La nouvelle flambée de violences à Bangui est le « résultat d’une accumulation d’erreurs de la communauté internationale » dans la gestion de la crise centrafricaine depuis 2013 nous dit l’analyste Thierry Vircoulon du centre de réflexion International Crisis Group (ICG).

Quelles sont les causes profondes de cette nouvelle flambée de violences, dont l’apparent détonateur est le meurtre d’un conducteur musulman de moto-taxi, dans une ville où la criminalité violente est pourtant relativement commune du fait, entre autres, de la profusion d’armes en circulation dans la ville?

La flambée de violence actuelle est le résultat de l’accumulation des erreurs de la communauté internationale qui veut organiser des élections dans un vide sécuritaire et institutionnel à peu près complet et qui privilégie sa stratégie de sortie de la crise sur une stratégie de résolution de la crise.

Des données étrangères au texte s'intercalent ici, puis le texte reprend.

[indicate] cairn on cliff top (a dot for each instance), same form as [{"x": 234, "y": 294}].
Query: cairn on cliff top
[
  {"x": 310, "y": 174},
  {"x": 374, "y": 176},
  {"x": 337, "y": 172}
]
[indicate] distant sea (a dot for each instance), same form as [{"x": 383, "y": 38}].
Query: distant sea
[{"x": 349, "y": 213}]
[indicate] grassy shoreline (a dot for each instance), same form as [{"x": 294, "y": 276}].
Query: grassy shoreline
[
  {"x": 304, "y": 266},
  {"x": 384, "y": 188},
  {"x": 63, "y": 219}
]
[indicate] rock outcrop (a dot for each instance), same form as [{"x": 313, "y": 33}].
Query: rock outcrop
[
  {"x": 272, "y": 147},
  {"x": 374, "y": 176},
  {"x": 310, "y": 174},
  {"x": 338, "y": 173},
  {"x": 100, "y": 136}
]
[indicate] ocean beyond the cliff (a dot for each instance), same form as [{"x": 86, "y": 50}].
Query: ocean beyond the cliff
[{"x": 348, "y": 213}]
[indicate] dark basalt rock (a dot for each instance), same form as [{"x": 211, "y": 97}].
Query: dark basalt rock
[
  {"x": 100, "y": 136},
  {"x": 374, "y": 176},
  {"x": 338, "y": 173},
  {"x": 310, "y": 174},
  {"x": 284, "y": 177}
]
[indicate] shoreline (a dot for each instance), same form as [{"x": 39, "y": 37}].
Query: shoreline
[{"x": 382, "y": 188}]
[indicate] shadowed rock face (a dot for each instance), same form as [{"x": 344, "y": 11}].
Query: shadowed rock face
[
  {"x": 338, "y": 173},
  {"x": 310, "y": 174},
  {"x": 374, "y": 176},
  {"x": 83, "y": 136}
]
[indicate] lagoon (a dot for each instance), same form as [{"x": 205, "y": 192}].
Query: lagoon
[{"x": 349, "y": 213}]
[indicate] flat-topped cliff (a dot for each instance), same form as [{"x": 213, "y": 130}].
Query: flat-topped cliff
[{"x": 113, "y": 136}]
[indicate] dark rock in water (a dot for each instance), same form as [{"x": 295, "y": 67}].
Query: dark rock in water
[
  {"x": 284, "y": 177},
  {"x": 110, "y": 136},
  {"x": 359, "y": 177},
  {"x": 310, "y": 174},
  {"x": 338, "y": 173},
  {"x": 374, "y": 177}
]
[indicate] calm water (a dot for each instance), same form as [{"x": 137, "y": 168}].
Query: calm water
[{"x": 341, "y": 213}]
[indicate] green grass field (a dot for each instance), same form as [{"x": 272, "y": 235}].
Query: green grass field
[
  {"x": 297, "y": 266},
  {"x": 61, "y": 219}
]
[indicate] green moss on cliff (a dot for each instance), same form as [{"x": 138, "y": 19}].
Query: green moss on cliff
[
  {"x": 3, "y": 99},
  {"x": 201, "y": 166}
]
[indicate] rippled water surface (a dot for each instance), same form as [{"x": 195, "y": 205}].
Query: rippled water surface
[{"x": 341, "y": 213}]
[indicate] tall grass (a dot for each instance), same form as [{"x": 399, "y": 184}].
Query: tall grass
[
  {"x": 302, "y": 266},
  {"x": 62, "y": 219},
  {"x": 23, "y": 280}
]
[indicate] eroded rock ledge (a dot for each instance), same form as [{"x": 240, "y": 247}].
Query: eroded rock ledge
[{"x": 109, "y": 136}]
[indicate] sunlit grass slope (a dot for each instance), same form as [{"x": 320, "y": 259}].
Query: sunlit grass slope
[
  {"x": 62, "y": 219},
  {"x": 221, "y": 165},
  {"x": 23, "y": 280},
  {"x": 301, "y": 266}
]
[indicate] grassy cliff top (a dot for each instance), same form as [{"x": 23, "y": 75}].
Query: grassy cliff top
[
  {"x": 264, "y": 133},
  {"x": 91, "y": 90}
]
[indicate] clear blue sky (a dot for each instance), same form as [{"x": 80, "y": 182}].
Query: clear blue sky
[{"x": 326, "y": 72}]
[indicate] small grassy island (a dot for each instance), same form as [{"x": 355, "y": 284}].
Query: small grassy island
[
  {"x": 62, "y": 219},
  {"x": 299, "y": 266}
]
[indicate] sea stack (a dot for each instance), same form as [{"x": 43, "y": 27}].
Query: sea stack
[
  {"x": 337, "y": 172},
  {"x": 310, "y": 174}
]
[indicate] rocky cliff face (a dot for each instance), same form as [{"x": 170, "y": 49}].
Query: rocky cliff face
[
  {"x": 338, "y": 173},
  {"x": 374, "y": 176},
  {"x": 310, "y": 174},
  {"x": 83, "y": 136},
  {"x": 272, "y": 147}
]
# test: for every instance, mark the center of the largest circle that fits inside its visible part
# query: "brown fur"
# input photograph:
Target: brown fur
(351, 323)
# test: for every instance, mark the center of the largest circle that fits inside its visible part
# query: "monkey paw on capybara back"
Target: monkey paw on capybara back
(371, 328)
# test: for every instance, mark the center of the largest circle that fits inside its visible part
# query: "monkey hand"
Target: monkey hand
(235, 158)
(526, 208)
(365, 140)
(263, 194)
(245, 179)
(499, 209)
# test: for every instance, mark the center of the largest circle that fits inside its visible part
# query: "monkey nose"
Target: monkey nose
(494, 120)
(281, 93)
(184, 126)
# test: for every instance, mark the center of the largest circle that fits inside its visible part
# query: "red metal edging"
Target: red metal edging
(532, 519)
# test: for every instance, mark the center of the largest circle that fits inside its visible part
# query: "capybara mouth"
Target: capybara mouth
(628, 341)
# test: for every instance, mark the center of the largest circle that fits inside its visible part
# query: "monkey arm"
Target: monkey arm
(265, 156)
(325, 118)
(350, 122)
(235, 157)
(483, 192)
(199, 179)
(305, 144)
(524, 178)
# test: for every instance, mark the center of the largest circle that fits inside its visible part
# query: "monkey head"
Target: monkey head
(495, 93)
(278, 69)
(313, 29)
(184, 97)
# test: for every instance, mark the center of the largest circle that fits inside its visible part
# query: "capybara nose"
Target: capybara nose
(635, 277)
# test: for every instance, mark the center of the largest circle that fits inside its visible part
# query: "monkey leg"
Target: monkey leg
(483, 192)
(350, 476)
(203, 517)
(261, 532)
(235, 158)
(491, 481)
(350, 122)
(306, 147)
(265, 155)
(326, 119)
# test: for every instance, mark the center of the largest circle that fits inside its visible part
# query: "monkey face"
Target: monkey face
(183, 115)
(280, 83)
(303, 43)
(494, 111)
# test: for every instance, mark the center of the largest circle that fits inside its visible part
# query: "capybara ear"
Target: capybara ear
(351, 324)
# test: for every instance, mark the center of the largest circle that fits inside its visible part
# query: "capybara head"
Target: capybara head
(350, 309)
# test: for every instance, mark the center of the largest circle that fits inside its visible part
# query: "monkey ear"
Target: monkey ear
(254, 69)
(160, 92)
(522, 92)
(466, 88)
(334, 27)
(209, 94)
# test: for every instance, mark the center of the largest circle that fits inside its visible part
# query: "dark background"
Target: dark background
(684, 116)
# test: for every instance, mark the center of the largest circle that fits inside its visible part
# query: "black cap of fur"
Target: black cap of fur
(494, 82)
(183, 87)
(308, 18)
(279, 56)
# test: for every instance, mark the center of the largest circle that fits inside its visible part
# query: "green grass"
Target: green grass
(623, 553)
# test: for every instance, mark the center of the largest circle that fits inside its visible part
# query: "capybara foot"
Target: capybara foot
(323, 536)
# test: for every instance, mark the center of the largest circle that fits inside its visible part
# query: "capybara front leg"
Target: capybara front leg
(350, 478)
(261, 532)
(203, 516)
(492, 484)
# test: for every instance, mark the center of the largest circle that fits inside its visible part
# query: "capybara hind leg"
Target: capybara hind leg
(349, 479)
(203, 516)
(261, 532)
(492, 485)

Les failles de la feuille de route de sortie de crise sont l’absence de désarmement des miliciens et l’insécurité structurelle qui en découle, des relations intercommunautaires souvent hostiles et au mieux méfiantes, la reconstitution d’une administration locale encore très embryonnaire, ineffective et qui n’inspire pas confiance aux communautés musulmanes, ainsi qu’un calendrier de désengagement des forces françaises en contradiction avec le calendrier politique de la transition

Les autorités de transition, dont la présidente Catherine Samba Panza, ont une nouvelle fois mis en cause ceux qui selon elles « tirent un profit » du chaos dans laquelle la Centrafrique est plongée, et ne veulent pas d’une normalisation. Cette analyse vous paraît-elle pertinente?

L’approche actuelle du désarmement des groupes armés, formalisée par l’accord signé lors du forum de Bangui en mai dernier, sous-estime la dimension communautaire de la violence ainsi que la criminalisation et la fragmentation des groupes armés. A l’ouest du pays, faute d’ennemis après la fuite des combattants de l’ex-Seleka et des musulmans, la nébuleuse de groupes armés locaux communément dénommée anti-balaka n’est parvenue à se structurer ni militairement, ni politiquement: elle constitue maintenant une menace criminelle qui pèse sur les populations locales. L’ex-coalition de la Seleka a implosé en plusieurs mouvements dont les affrontements sont motivés par des rivalités de direction, des querelles financières et des désaccords sur la stratégie à adopter vis-à-vis du gouvernement de transition et des forces internationales. La dynamique de criminalisation et de déstructuration des groupes armés est un obstacle à toute négociation avec eux.

Dans ce contexte, est-il envisageable d’organiser à brève échéance, d’ici la fin 2015, des élections présidentielle et législative, comme s’y engage Mme Samba Panza?

Dans la mesure où les forces internationales ne sont pas capables de reprendre le contrôle de la capitale, on imagine difficilement comment on pourrait organiser des élections d’ici la fin 2015. Le processus électoral et les conditions des scrutins sont très problématiques. Une des séquences essentielles de la feuille de route de sortie de la transition, le DDR (Démobilisation, Désarmement, Réinsertion des combattants) n’a pas pu être mise en oeuvre et cela va bloquer les élections.